Come faccia una cellula uovo fecondata a trasformarsi in un embrione che cresce e si diversifica è, ancora oggi, uno dei misteri più affascinanti della biologia umana. Ora un gruppo di scienziati è riuscito in parte a replicare questo processo in laboratorio, generando un embrione di topo a partire non da cellule sessuali ma da due tipi di staminali, che si sono riorganizzate e coordinate ripercorrendo le prime fasi della gestazione, così come sarebbe avvenuto nell'utero.
L'esperimento dell'università di Cambridge non ha come scopo la creazione di un embrione - di topo, o umano - capace di crescere fuori dall'utero (non sarebbe comunque possibile). È servito invece a indagare le prime fasi dello sviluppo embrionale, quelle che precedono l'impianto: si pensa che due terzi delle gravidanze umane fallisca in questa fase, prima ancora che una donna possa rendersi conto di essere incinta. Lo studio è stato pubblicato su Science.
Gli ingredienti. I ricercatori hanno mischiato cellule staminali embrionali a piccoli gruppi di trofoblasti, le cellule che vanno a formare la placenta, che nutrono l'embrione ma non partecipano direttamente alla sua formazione.

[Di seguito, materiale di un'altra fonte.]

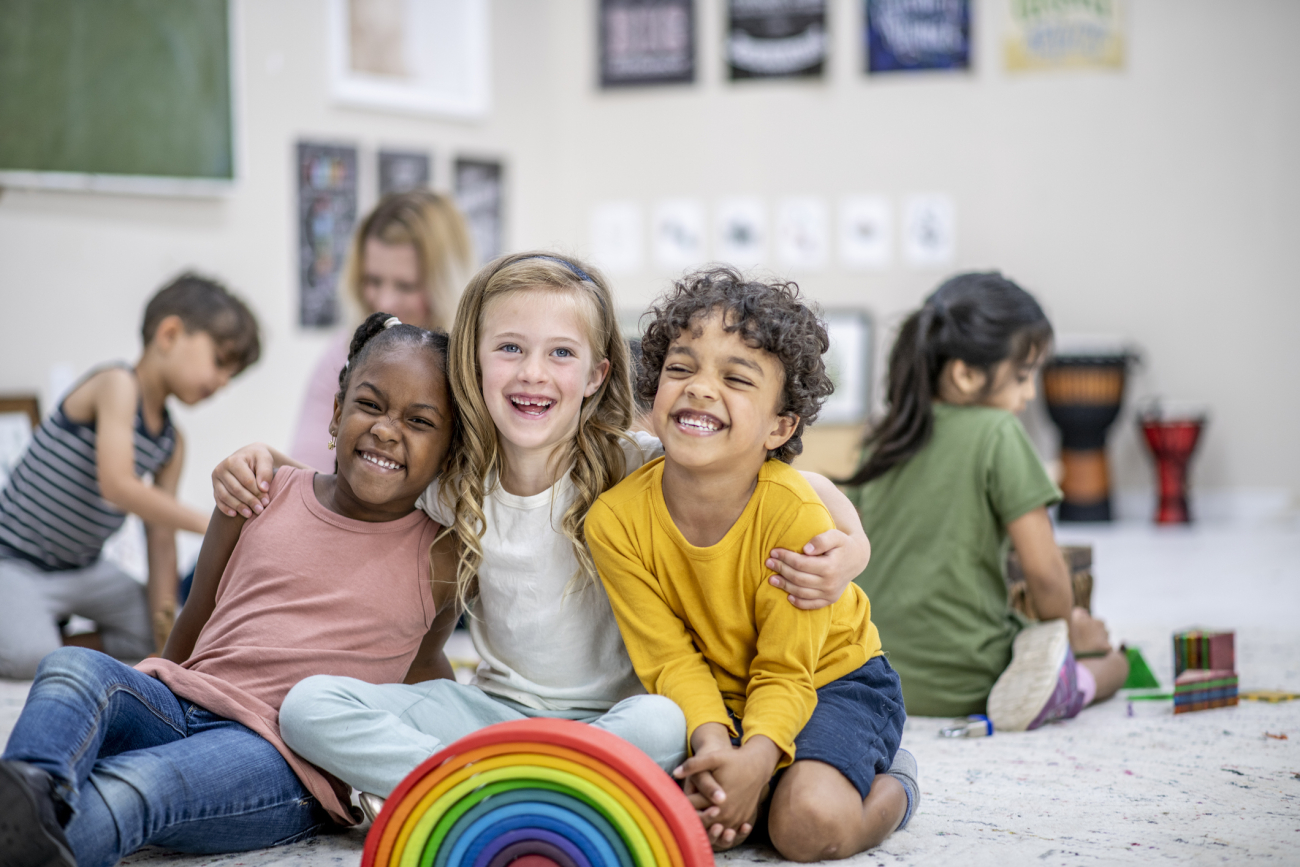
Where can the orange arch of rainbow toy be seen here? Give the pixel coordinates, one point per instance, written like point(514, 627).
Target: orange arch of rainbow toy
point(638, 809)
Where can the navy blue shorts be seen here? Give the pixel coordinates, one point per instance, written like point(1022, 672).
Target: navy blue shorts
point(857, 724)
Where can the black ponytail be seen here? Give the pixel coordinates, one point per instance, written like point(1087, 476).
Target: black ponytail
point(982, 319)
point(373, 336)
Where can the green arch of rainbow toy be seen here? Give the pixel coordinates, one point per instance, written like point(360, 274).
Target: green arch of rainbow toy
point(537, 793)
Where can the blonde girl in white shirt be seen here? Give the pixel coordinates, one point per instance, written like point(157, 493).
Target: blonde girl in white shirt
point(541, 377)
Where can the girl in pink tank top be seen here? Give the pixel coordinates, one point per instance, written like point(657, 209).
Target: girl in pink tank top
point(333, 577)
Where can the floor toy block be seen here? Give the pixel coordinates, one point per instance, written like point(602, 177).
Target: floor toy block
point(1204, 649)
point(537, 793)
point(1199, 689)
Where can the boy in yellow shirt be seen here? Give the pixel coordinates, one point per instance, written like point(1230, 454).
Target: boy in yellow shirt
point(733, 371)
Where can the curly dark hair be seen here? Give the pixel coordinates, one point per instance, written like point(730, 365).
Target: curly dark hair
point(768, 316)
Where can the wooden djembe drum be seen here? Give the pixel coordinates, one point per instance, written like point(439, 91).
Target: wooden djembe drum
point(1171, 438)
point(1083, 395)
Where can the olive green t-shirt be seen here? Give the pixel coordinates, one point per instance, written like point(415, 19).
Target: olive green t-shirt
point(937, 529)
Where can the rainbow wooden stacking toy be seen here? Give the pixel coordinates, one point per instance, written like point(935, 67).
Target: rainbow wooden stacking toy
point(538, 793)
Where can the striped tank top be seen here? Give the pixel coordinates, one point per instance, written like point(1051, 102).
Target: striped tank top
point(51, 511)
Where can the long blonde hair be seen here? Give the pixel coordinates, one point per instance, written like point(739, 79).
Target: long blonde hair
point(434, 226)
point(594, 456)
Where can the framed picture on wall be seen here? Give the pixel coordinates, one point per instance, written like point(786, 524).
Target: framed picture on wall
point(646, 42)
point(404, 170)
point(479, 194)
point(848, 362)
point(904, 35)
point(776, 38)
point(429, 57)
point(326, 211)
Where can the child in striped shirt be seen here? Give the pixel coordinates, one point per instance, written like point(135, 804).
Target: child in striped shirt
point(90, 463)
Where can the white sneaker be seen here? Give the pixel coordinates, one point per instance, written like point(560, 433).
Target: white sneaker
point(1036, 686)
point(371, 805)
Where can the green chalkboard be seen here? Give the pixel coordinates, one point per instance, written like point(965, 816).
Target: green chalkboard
point(116, 87)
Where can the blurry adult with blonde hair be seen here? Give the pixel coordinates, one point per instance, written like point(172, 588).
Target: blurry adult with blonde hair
point(410, 256)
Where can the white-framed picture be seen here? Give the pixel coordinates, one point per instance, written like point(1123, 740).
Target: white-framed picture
point(848, 363)
point(802, 233)
point(928, 230)
point(616, 237)
point(423, 56)
point(741, 232)
point(677, 233)
point(866, 238)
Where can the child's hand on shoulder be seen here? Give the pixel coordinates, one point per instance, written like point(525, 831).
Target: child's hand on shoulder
point(824, 569)
point(727, 784)
point(241, 482)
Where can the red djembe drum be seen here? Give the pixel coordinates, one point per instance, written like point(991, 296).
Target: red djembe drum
point(1171, 439)
point(1083, 394)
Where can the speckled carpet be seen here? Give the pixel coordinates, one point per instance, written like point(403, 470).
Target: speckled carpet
point(1122, 783)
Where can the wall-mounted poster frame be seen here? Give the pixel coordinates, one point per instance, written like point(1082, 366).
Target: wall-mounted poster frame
point(646, 42)
point(480, 195)
point(427, 57)
point(776, 38)
point(905, 35)
point(848, 362)
point(404, 170)
point(326, 211)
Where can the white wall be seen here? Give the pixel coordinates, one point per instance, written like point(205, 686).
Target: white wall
point(1157, 202)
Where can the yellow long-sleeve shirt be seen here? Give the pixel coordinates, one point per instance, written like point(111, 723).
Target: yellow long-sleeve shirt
point(705, 628)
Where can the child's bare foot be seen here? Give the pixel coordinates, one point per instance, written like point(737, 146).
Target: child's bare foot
point(1088, 636)
point(723, 839)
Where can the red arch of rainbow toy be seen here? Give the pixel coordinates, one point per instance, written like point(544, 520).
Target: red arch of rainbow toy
point(514, 751)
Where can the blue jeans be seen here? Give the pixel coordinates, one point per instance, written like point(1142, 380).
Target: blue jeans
point(139, 766)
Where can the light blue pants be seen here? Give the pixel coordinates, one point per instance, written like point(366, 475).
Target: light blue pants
point(372, 735)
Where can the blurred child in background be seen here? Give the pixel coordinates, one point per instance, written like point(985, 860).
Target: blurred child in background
point(949, 477)
point(86, 468)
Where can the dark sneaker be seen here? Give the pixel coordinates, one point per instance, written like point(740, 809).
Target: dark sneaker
point(30, 835)
point(1039, 685)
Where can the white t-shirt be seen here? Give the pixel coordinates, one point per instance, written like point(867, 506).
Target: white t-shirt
point(541, 646)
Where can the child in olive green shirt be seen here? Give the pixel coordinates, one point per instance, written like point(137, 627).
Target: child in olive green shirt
point(949, 481)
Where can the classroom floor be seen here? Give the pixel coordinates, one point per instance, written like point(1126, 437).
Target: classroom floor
point(1114, 785)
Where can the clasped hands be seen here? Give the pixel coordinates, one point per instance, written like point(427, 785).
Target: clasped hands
point(726, 784)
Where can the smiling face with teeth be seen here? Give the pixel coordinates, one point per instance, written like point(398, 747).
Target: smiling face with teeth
point(718, 399)
point(393, 429)
point(537, 367)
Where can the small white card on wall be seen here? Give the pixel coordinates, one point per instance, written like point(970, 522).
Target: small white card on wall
point(802, 229)
point(677, 233)
point(928, 230)
point(866, 232)
point(616, 239)
point(741, 226)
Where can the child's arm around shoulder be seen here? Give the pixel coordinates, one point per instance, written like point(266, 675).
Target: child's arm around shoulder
point(818, 572)
point(109, 399)
point(219, 543)
point(241, 482)
point(430, 662)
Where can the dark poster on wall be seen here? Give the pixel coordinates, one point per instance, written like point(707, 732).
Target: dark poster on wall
point(776, 38)
point(403, 170)
point(646, 42)
point(918, 34)
point(479, 194)
point(326, 209)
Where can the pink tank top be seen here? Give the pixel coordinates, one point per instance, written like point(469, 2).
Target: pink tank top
point(307, 592)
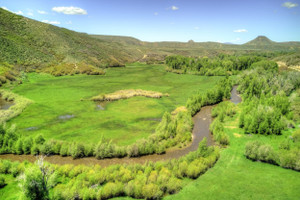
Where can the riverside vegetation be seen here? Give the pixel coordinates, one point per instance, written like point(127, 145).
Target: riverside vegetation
point(171, 131)
point(55, 120)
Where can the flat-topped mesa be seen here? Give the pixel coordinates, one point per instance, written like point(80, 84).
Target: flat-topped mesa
point(125, 94)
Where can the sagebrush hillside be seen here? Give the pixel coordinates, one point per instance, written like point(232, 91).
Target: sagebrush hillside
point(31, 43)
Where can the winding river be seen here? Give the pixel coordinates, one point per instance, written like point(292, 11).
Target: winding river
point(201, 120)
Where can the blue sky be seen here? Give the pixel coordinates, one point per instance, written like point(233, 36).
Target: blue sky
point(236, 21)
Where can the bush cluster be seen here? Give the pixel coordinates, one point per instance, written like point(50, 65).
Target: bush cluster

Il tutto è stato lasciato in un gel semisolido che ha permesso alla struttura di crescere nelle tre dimensioni.
Che cosa è accaduto. Dopo 5 giorni, l'ammasso di cellule si era già differenziato e organizzato in diverse popolazioni, come se le staminali si fossero coordinate, posizionandosi in luoghi diversi. Da una parte i trofoblasti, dall'altra le cellule embrionali una cui piccola parte era pronta a specializzarsi nel mesoderma, le cellule che di norma danno origine a cuore, ossa e muscoli.
L'esperimento è proseguito in tutto per 7 giorni, un terzo del periodo di gestazione di un topo, e in ogni caso non sarebbe sfociato in un feto sano: mancava infatti una terza popolazione di staminali, quella che forma il sacco vitellino, che nutre l'embrione attraverso una serie di vasi sanguigni.
Passo in avanti. Prima d'ora riprodurre queste prime fasi dello sviluppo della vita in tre dimensioni e in laboratorio si era rivelato arduo, così come osservarle dal vivo: l'ammasso di cellule è infatti ancora troppo piccolo per essere osservato direttamente nell'utero.